A Generalized Multinodal Model for Plasma Particle and Energy Transport

TL;DR

This paper introduces a flexible multinodal model for simulating particle and energy transport in toroidal plasmas, supporting advanced reactor-scale and integrated plasma simulations with data-driven calibration capabilities.

Contribution

It develops a generalized multinodal framework allowing arbitrary node numbers, enhancing coupling with core-edge and core-pedestal models, and explicitly deriving transport times from geometry and diffusivities.

Findings

Supports flexible node configurations for plasma modeling

Derives explicit transport times based on geometry and diffusivities

Compatible with data-driven approaches like NeuralPlasmaODE

Abstract

We present a generalized multinodal model for simulating particle and energy transport in toroidal plasma configurations, developed to support burning plasma analysis and reactor-scale modeling. Unlike fixed-node models, this formulation allows an arbitrary number of nodes, offering increased flexibility for coupling with core-edge or core-pedestal simulations.
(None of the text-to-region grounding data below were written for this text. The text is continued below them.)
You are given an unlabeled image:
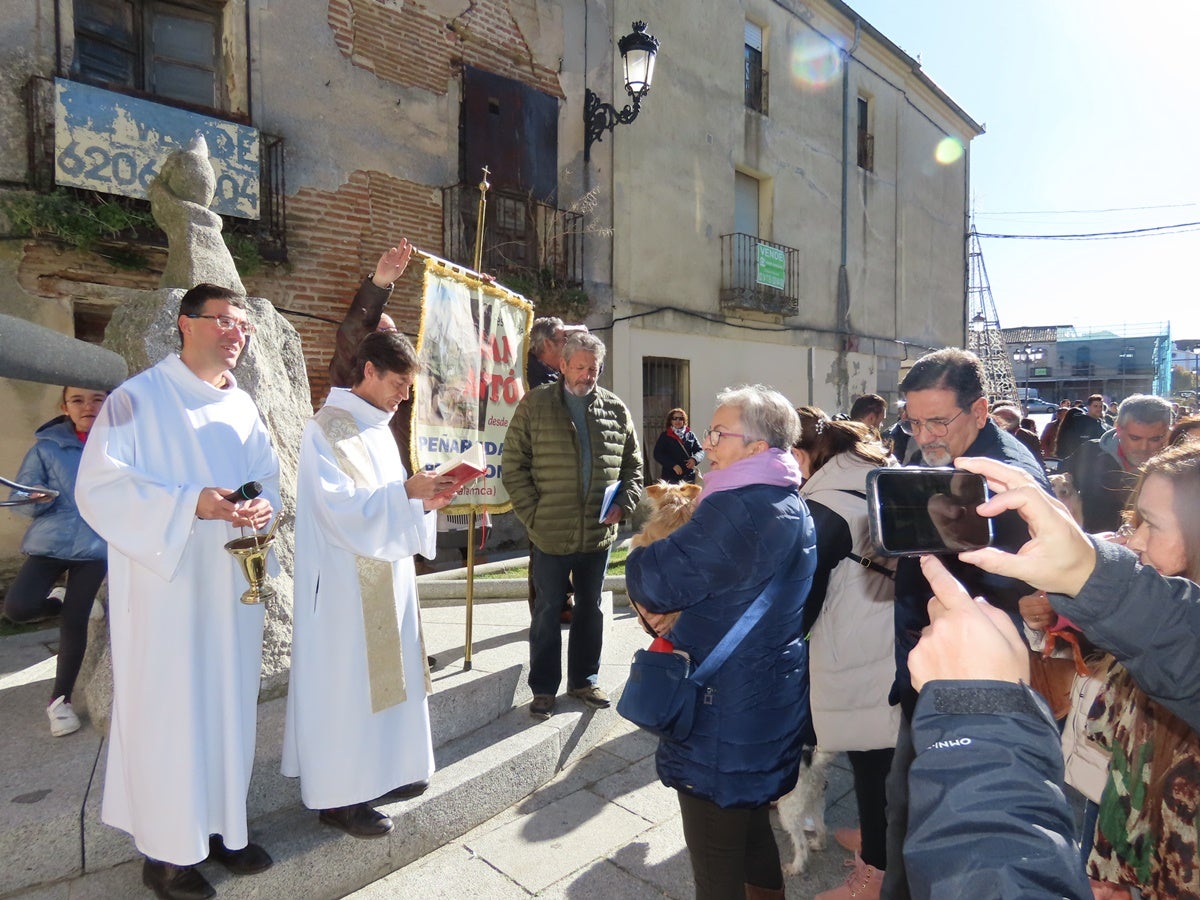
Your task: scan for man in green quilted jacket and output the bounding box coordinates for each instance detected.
[502,332,643,720]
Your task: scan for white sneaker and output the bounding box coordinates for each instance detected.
[47,696,80,737]
[47,587,67,604]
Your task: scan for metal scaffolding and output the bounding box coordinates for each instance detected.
[966,228,1018,400]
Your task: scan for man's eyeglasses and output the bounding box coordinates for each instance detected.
[704,428,753,446]
[185,314,257,336]
[899,408,967,438]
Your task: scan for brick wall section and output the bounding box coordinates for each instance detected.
[243,170,442,407]
[327,0,562,98]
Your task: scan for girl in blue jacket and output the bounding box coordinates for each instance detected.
[5,387,108,736]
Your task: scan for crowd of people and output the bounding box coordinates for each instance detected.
[625,353,1200,900]
[4,249,1199,900]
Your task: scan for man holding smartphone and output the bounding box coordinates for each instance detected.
[880,347,1051,900]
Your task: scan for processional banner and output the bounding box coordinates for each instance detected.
[411,255,533,513]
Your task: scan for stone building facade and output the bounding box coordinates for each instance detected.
[0,0,980,559]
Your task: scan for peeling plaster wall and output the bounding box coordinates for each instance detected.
[0,1,57,182]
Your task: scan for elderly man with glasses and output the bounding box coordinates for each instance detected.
[878,347,1051,900]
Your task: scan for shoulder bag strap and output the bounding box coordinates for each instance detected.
[833,489,895,580]
[689,526,800,687]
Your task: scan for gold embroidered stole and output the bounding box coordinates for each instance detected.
[313,405,430,712]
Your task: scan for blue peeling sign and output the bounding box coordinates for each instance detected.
[53,78,260,220]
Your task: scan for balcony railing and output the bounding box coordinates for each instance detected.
[442,183,583,289]
[22,76,286,259]
[719,233,800,316]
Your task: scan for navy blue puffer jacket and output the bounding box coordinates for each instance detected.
[626,483,816,808]
[11,416,106,560]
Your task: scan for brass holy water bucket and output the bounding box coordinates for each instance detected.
[225,533,276,605]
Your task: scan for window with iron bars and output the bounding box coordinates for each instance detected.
[857,96,874,171]
[744,22,767,115]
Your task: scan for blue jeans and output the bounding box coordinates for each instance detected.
[528,545,609,695]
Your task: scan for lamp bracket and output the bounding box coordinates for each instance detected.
[584,88,642,160]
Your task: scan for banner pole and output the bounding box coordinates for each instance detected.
[463,166,490,673]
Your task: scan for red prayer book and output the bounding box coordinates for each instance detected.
[432,444,487,499]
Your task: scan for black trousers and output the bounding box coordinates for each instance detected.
[881,713,915,900]
[848,747,895,871]
[4,555,106,702]
[677,790,782,899]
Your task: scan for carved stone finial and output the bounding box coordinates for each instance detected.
[149,138,246,294]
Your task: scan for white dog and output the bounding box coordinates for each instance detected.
[776,746,837,875]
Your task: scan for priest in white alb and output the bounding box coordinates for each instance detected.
[282,330,457,838]
[75,283,279,900]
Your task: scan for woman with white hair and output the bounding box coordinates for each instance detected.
[627,385,816,900]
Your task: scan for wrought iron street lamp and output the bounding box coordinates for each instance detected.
[584,21,660,161]
[1012,344,1044,414]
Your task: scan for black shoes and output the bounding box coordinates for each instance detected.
[142,859,215,900]
[318,802,394,838]
[382,779,430,801]
[206,835,273,875]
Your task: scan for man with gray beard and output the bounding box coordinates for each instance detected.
[502,333,642,720]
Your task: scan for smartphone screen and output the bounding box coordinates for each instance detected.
[866,468,993,556]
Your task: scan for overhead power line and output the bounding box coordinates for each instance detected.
[978,201,1200,216]
[974,222,1200,241]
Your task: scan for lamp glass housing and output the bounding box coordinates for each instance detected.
[618,22,659,99]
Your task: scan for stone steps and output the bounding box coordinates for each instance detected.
[0,593,647,898]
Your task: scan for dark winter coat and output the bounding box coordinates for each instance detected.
[1063,430,1134,533]
[905,680,1091,899]
[1055,408,1107,460]
[625,483,817,808]
[651,428,704,484]
[1053,537,1200,734]
[12,416,105,560]
[502,380,643,555]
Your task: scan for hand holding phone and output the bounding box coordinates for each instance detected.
[867,467,993,556]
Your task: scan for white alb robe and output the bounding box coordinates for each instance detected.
[75,355,280,866]
[282,388,437,809]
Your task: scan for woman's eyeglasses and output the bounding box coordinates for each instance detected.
[704,428,751,446]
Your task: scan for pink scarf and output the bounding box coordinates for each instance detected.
[698,447,802,505]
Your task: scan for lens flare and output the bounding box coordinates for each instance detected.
[934,136,964,165]
[790,33,842,88]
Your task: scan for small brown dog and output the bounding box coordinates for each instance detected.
[631,481,703,549]
[628,482,701,636]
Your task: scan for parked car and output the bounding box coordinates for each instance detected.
[1024,398,1059,414]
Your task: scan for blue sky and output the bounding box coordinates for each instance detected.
[842,0,1200,343]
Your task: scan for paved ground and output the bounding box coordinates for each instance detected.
[349,717,861,899]
[1,570,864,899]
The model derives nodal balance equations for each plasma species by volume-averaging the continuity and energy conservation equations across toroidal shell nodes. Particle and energy transport terms are expressed in terms of internodal fluxes, linked to radial gradients via linear diffusion laws for particle density and temperature, respectively. The resulting transport contributions are characterized through effective particle and energy transport times, derived explicitly in terms of nodal geometry and diffusivities. This generalized framework facilitates efficient, modular implementation of radial transport dynamics in reduced-order or integrated plasma simulations, and is compatible with data-driven approaches such as NeuralPlasmaODE for model calibration and inference from experimental data.